En chemin, comment ne pas mentionner l’oeuvre d’art totale de Pauline Curnier Jardin, « Grotte profonde » ouverte sur une autre dimension volontiers fictionnelles dont l’entrée est une main géante en papier mâché.
Pendant de la sélection officielle, il y a les très nombreux pavillons nationaux, la plupart édifiés dans les Giardini et d’autres visibles dans différents lieux insolites de la ville. Parmi les démarches d’artistes venus de tous les horizons, on reste sous le choc de la performance nommée « Faust » orchestrée par Anne Imhoff, ayant obtenu le Lion d’or des pavillons Voir . De hautes grilles cernent l’entrée du pavillon, derrière lesquelles deux dobermans aboient et des jeunes habillés en noir qui, comme dans un zoo humain, tournent en rond, crient, se battent, le regard vide et épuisé, parmi les visiteurs tout autant captivés qu’effrayés.
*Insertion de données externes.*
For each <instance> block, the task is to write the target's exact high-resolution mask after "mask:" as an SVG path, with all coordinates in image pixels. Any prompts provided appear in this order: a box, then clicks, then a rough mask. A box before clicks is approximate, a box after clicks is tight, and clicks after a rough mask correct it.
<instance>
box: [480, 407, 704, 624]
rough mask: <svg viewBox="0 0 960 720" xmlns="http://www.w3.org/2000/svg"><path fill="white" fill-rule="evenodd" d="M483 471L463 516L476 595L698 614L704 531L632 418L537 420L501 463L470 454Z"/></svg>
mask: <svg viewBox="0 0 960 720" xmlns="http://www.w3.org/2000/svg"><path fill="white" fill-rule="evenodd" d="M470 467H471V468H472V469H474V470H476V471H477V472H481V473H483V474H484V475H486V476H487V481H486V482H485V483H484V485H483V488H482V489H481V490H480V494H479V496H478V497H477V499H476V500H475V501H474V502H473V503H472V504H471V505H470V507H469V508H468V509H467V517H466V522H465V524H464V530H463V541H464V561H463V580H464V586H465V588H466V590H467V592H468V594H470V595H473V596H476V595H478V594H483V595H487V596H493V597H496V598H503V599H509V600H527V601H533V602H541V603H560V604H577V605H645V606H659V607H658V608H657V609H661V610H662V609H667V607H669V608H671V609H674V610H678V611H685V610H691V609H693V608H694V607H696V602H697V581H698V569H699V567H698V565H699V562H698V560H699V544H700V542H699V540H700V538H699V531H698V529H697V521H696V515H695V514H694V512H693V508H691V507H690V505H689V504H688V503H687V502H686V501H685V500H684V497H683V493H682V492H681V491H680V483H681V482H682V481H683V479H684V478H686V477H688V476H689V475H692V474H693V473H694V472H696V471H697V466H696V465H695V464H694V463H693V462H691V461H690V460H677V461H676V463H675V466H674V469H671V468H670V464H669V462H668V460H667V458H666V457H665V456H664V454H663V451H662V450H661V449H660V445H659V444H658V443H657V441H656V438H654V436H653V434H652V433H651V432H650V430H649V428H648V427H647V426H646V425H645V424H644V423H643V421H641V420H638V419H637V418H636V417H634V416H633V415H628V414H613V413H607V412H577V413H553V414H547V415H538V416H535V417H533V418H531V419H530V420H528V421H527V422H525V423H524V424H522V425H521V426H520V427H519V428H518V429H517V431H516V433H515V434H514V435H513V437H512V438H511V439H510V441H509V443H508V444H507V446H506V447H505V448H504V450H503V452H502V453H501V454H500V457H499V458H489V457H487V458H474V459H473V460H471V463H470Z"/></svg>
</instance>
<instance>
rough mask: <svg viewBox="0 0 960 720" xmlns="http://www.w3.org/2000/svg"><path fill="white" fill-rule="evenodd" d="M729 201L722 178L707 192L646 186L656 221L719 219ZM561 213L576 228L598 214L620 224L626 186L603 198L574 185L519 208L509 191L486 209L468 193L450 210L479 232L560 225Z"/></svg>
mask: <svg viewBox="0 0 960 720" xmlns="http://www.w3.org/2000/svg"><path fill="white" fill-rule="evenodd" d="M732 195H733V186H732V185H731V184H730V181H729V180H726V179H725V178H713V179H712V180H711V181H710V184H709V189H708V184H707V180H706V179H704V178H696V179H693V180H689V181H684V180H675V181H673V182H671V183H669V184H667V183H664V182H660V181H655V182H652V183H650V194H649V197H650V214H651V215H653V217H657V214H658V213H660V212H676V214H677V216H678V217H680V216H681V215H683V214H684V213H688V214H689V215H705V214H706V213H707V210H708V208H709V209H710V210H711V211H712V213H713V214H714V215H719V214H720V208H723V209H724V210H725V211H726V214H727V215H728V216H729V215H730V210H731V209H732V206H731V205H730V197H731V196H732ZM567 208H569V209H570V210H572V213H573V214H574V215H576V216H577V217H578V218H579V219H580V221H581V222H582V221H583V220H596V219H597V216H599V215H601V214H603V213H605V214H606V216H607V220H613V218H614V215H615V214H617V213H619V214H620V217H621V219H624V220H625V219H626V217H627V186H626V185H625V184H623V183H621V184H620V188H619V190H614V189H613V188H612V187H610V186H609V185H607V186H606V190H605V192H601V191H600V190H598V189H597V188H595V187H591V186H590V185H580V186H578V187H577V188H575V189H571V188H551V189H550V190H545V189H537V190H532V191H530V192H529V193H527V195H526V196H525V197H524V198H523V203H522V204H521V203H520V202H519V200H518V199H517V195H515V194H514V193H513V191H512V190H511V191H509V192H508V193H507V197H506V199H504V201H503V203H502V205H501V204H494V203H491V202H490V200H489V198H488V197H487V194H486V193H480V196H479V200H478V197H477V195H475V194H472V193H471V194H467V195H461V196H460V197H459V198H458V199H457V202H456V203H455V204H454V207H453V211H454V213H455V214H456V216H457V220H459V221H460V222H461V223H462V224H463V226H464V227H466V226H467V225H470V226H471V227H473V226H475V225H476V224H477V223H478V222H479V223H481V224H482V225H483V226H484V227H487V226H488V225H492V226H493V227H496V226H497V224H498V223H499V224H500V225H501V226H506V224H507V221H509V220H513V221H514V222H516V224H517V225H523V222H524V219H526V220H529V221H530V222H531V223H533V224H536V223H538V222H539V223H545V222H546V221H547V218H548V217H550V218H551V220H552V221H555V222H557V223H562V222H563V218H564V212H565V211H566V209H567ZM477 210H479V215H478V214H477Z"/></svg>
Plus intime, dans le pavillon belge, les photographies travaillées à la chambre noire, de Dirk Braeckman. Ces images très sombres sont envoutantes avec des effets subtils et des reflets moirés de lumière, mêlant des fragments de corps féminins, des étoffes ou des paysages.
C’est l’architecture même qui devient paysage dans le pavillon israélien où l’artiste Gal Weinstein propose une installation à même le sol et les murs de plaques de laine de verre altérées imprégnées de café. La sensation inonde tout l’espace telle l’énorme nuage sculpté aussi en laine occupant tout l’étage.
En sortant des lieux dédiés, de nombreux pays ont investi des palais vénitiens habituellement fermés au public. Ainsi au Palazzo Lezze sur le Campo San Stefano, l’Azerbaijan évoque le multiculturalisme et les sculptures d’Elvin Nabizade chante l’unité en assemblant les différents instruments de musique des ethnies et autres nations vivant dans le pays.
Enfin la Biennale d’art semble être de plus en plus foisonnante en événements collatéraux, pour la plupart en entrée libre. Au détour des canaux, des œuvres monumentales modifient la temporalité des lieux telles ces deux mains géantes de l’artiste Lorenzo Quinn surgissant du Grand Canal pour sensibiliser les visiteurs au changement climatique et aux risques que la montée des eaux fait courir à la ville. De véritables pépites sont à dénicher dans cette effervescence.
« Mutumia » de Phoebe Boswell, exposée dans le cadre de Future Generation Art Prize dans le vaste Palazzo Contarini, est une installation interactive dans laquelle de grands dessins de corps nus prennent vie en fonction de nos propres mouvements.
Puis, en habitué de la Biennale, Jan Fabre s’installe à l’abbaye San Gregorio et utilise le savoir-faire des maîtres-verriers de Murano en élaborant d’impressionnantes figures macabres.
Visiter la Biennale est une immersion totale dans l’art d’aujourd’hui. L’art y est partout et les grandes institutions culturelles de la ville participent à l’étendue de l’événement par une programmation particulièrement attractive. On ne pourra donc pas quitter la ville sans avoir vu l’exposition grandiloquente de Damien Hirst à la fondation Pinault Voir, démonstration titanesque du pouvoir de l’art.